3.) If leveraging up and buying (or selling) assets based on the supposition that prices are going to go up (or down) in the near term isn’t speculation, then I certainly don’t know what speculation is. How would you define it?
4.) Do you believe that having speculators enter a market in anticipation of price increases/declines will have an effect on market prices? If so, do you believe that this can cause higher volatility and the greater likelihood of bubbles and busts?

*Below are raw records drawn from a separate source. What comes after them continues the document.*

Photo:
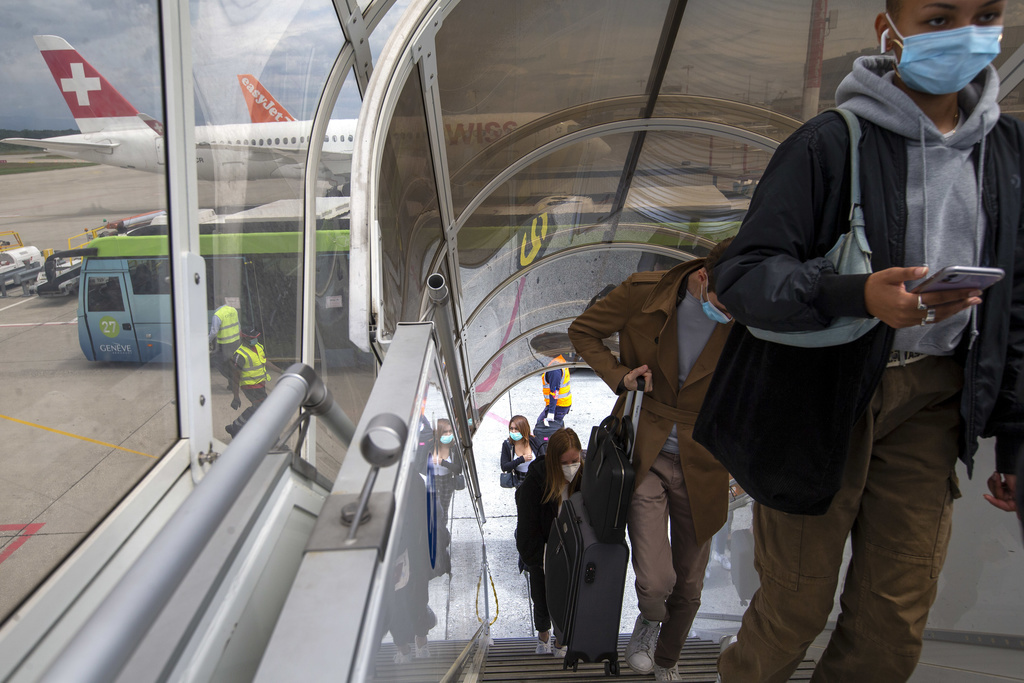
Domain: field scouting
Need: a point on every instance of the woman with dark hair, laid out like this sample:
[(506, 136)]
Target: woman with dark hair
[(446, 464), (550, 479), (519, 450)]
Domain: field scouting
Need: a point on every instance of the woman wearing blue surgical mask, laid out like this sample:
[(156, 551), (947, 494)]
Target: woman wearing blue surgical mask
[(940, 48), (448, 466), (551, 479), (519, 450)]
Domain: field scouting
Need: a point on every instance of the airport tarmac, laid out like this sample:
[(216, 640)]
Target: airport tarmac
[(78, 435), (48, 207)]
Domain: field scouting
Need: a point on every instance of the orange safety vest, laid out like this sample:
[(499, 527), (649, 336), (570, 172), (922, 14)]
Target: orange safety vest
[(564, 397)]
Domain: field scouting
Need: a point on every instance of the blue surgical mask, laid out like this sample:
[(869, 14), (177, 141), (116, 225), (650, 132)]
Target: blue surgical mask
[(944, 61), (712, 311)]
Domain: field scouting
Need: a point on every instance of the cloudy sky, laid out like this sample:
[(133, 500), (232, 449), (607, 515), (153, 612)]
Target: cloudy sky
[(290, 46)]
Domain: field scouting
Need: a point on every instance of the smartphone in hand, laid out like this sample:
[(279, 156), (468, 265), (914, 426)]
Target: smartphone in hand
[(960, 278)]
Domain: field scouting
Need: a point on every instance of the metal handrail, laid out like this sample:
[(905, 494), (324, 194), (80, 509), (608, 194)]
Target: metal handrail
[(105, 642)]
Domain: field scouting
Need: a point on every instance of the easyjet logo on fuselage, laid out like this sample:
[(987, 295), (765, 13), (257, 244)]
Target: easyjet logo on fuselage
[(262, 108)]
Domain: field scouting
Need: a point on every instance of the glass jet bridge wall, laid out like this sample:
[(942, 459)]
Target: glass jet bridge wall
[(100, 372), (565, 145)]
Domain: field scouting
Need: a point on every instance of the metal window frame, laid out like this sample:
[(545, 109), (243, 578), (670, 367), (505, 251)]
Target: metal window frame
[(187, 266)]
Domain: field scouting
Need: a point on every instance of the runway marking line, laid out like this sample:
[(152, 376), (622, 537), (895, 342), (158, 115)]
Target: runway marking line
[(26, 300), (26, 530), (78, 436)]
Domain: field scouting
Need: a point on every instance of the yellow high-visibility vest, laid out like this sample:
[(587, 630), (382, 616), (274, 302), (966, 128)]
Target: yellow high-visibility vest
[(564, 397), (228, 331), (254, 371)]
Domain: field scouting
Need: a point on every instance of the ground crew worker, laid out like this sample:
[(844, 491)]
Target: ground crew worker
[(223, 338), (557, 394), (249, 371)]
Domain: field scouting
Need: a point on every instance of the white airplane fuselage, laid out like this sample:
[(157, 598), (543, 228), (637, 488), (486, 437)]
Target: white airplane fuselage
[(221, 152)]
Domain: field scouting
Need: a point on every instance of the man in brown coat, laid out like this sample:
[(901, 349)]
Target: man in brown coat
[(671, 331)]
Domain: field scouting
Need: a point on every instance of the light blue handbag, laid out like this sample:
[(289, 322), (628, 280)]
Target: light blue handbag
[(851, 256)]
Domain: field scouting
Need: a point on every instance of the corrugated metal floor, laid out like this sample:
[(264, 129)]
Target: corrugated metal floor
[(515, 659)]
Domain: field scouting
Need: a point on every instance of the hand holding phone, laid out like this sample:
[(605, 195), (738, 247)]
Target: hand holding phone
[(960, 278)]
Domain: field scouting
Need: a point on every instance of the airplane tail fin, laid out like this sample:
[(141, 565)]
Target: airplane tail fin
[(262, 107), (93, 101)]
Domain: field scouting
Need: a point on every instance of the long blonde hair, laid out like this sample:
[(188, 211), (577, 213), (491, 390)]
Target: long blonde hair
[(560, 441)]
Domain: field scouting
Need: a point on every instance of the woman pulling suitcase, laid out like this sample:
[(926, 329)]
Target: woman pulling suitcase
[(550, 479)]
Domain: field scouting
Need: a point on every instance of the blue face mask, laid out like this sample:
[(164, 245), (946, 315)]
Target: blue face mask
[(712, 311), (944, 61)]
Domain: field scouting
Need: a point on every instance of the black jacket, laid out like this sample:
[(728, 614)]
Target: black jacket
[(510, 461), (535, 517), (770, 399)]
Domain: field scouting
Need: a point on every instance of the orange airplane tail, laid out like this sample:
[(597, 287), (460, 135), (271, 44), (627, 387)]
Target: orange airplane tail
[(262, 107)]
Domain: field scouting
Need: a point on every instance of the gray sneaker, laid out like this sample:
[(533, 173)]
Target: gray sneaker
[(667, 674), (640, 651), (723, 644)]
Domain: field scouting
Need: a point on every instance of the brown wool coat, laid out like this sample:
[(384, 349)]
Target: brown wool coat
[(642, 310)]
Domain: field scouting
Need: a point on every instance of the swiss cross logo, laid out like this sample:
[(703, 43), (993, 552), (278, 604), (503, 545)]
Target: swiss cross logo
[(80, 84), (23, 534)]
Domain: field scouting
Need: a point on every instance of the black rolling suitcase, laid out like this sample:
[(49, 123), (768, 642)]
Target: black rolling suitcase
[(607, 476), (585, 580)]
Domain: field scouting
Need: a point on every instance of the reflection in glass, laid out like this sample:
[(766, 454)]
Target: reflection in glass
[(428, 605), (259, 74), (347, 372), (502, 66), (410, 222), (88, 406)]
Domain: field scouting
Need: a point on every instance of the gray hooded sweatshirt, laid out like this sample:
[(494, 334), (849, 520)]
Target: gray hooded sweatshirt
[(945, 220)]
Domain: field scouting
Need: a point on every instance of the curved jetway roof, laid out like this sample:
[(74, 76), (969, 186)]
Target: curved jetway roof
[(537, 153)]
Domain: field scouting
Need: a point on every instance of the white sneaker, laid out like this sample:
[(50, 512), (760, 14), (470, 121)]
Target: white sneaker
[(722, 560), (640, 650), (670, 674), (723, 644)]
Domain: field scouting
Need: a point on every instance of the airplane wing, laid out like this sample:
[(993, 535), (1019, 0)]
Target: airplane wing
[(70, 146), (283, 155)]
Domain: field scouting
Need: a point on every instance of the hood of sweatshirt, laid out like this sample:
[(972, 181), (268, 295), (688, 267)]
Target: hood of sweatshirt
[(869, 92), (945, 223)]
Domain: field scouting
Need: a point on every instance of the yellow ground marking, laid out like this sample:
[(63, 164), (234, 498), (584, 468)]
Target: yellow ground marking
[(84, 438)]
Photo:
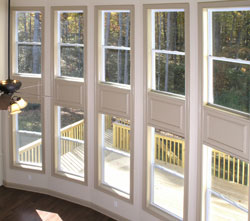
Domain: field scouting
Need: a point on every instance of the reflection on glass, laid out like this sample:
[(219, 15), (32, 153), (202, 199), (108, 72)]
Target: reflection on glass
[(228, 197), (29, 59), (29, 135), (167, 179), (231, 85), (117, 67), (116, 153), (72, 61), (29, 25), (231, 34), (117, 29), (169, 31), (170, 73), (71, 27), (71, 141)]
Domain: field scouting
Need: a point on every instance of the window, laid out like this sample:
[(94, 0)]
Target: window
[(115, 154), (70, 44), (227, 187), (27, 127), (168, 51), (167, 171), (116, 46), (70, 142), (229, 58), (28, 42)]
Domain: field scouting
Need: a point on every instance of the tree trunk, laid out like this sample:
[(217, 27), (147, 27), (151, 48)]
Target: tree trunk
[(119, 78), (159, 47), (167, 56), (126, 52), (35, 50), (107, 29)]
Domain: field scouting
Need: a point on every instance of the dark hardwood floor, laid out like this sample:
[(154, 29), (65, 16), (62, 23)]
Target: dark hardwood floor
[(18, 205)]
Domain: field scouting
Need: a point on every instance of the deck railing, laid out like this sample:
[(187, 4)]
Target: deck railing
[(172, 150), (70, 135)]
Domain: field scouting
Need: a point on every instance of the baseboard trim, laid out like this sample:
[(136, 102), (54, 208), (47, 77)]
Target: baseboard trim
[(65, 197)]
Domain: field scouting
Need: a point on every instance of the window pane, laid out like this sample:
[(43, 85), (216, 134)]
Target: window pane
[(71, 27), (232, 85), (117, 29), (29, 25), (117, 67), (221, 211), (229, 183), (116, 153), (167, 178), (231, 34), (29, 59), (169, 31), (170, 73), (71, 141), (29, 135), (72, 61)]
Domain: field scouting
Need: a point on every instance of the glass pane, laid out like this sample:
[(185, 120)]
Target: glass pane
[(29, 135), (117, 29), (29, 59), (221, 211), (170, 73), (116, 152), (71, 27), (169, 31), (229, 179), (117, 68), (232, 85), (231, 34), (168, 171), (71, 145), (29, 26), (72, 59)]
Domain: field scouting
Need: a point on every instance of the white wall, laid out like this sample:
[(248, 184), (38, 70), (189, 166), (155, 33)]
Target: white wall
[(89, 193), (3, 71)]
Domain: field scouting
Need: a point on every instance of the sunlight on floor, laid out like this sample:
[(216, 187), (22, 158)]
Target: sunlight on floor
[(46, 216)]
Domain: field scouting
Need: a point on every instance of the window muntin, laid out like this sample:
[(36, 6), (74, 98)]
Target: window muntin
[(28, 136), (28, 42), (71, 44), (70, 142), (168, 51), (115, 150), (116, 47), (227, 187), (229, 58), (167, 171)]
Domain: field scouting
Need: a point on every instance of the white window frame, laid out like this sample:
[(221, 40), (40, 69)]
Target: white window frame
[(104, 47), (209, 191), (59, 170), (60, 44), (154, 51), (39, 167), (212, 58), (103, 148), (17, 43)]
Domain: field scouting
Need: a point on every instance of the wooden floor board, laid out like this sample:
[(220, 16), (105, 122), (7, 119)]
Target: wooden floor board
[(18, 205)]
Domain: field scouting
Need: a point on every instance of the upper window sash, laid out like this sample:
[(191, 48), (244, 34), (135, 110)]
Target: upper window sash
[(28, 42), (118, 48), (225, 55), (165, 53), (70, 51)]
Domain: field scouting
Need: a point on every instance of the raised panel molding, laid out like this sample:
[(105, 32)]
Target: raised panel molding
[(70, 92), (168, 113), (227, 132), (114, 100)]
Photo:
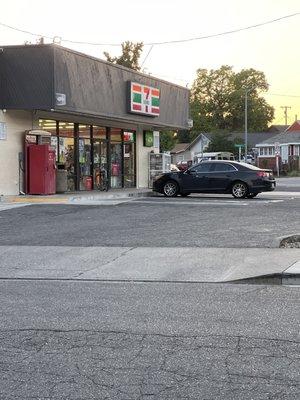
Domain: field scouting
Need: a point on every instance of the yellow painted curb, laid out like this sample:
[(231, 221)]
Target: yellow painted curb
[(38, 200)]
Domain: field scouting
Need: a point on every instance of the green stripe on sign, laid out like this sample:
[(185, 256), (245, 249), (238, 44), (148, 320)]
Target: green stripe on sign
[(155, 101), (137, 98)]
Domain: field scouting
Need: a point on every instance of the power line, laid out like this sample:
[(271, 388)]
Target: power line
[(164, 42), (282, 95)]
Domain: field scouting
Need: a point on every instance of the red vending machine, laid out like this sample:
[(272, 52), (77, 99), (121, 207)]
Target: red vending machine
[(41, 169)]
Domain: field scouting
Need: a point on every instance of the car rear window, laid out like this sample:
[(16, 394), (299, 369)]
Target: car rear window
[(223, 167), (203, 167)]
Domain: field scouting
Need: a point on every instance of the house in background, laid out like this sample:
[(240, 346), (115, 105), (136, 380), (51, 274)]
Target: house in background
[(285, 144), (187, 151), (277, 128)]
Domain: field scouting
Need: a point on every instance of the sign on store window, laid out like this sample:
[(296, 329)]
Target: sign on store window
[(144, 99)]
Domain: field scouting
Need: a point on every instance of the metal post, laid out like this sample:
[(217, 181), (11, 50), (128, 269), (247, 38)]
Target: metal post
[(246, 124)]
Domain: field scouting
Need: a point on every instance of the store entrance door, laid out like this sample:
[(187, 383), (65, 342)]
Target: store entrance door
[(100, 179)]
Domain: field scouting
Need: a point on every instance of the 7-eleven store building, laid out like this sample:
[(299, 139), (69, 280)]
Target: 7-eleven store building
[(95, 116)]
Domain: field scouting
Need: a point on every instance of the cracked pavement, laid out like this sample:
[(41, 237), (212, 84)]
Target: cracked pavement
[(52, 364), (97, 340), (67, 333)]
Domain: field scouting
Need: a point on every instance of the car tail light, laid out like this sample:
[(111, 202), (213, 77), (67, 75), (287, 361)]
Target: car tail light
[(263, 174)]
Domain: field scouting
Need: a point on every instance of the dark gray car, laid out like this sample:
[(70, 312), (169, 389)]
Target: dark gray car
[(240, 179)]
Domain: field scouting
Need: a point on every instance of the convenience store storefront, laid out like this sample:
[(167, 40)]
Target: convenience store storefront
[(90, 153), (98, 118)]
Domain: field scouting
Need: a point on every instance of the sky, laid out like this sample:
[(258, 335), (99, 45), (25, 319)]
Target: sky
[(273, 48)]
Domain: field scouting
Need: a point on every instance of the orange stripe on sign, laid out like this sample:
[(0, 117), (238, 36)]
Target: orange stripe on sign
[(136, 88)]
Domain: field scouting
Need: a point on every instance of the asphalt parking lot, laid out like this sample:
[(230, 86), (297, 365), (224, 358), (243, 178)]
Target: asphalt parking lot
[(196, 221), (80, 319)]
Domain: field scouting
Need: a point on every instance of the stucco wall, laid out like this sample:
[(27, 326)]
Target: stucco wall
[(16, 124)]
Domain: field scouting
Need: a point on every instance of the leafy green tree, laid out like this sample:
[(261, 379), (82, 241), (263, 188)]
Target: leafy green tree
[(218, 100), (221, 141), (130, 56), (167, 139)]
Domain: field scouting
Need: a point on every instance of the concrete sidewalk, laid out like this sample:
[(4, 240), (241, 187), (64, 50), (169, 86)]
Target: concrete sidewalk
[(77, 197), (144, 263)]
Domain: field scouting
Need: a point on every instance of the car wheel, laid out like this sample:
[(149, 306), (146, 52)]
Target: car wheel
[(170, 189), (184, 194), (251, 195), (239, 190)]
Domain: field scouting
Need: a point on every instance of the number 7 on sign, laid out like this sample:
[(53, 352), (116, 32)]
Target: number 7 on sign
[(146, 99)]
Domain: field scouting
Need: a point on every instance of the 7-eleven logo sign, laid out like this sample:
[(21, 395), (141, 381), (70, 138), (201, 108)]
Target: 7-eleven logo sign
[(144, 99)]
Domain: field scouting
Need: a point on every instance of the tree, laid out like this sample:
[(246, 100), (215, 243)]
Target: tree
[(221, 141), (218, 100), (130, 56)]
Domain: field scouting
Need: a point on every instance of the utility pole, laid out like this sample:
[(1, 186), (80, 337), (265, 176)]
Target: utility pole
[(285, 112), (246, 123)]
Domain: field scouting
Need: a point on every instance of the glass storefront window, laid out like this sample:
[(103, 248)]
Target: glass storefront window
[(129, 165), (49, 126), (100, 164), (116, 165), (66, 153), (99, 132), (66, 129), (85, 131), (115, 135)]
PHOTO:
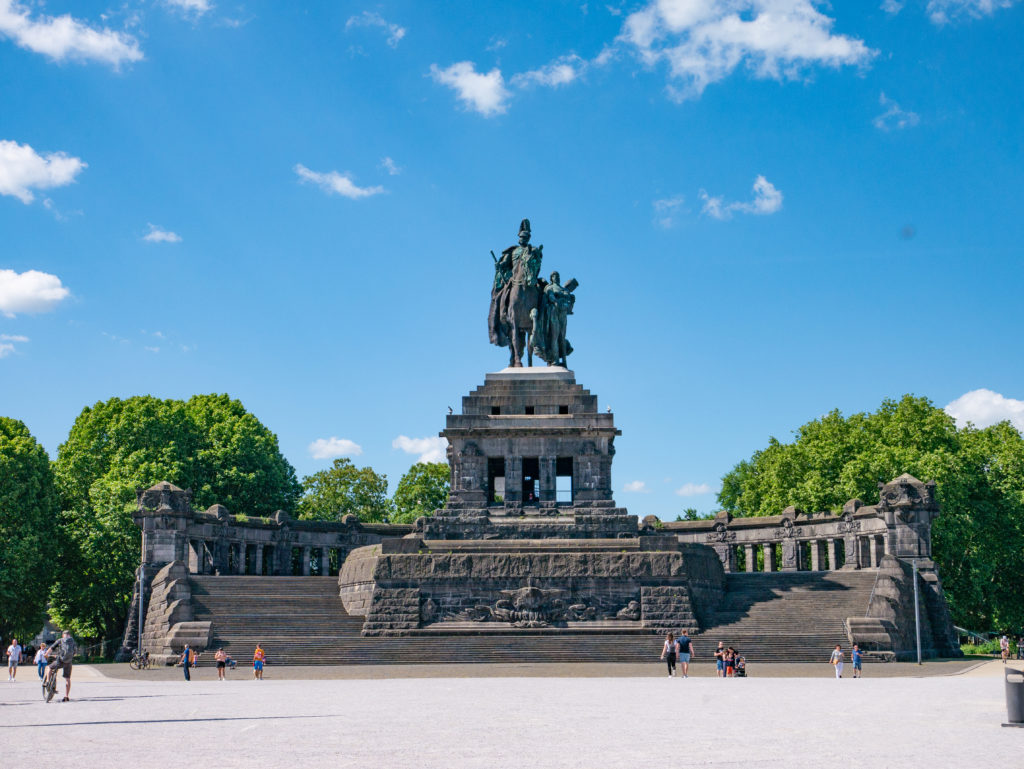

5.) Yes, the money “at the top” is largely responsible for what happens in the market. While they might be a small percentage of the world’s population, there are still a fairly large number of people doing this. In addition to the wealthiest people, there are those just below them who are speculating as well, and many of them are pooling their money, too.
January 16, 2015 at 6:28 AM #782043moneymakerParticipantI think a better question than “are savers doomed?” is “are 401K’s doomed?”. As with government there are 3 basic checks and balances, stocks,bonds,commodities. Problem with 401k’s is you can only invest in stocks or bonds, so when the market in over valued and interest rates start climbing you are screwed as an investor with no where to turn. The rich can invest in gold/silver but the little guy will get squeezed as the proverbial turnip.
January 16, 2015 at 7:06 AM #782044AnonymousGuest[quote=CA renter]Living in an echo chamber ensures that you will be wrong a significant amount of the time, IMO.[/quote]
Especially when the echo chamber is built around one’s personal, self-contradictory definition for everything.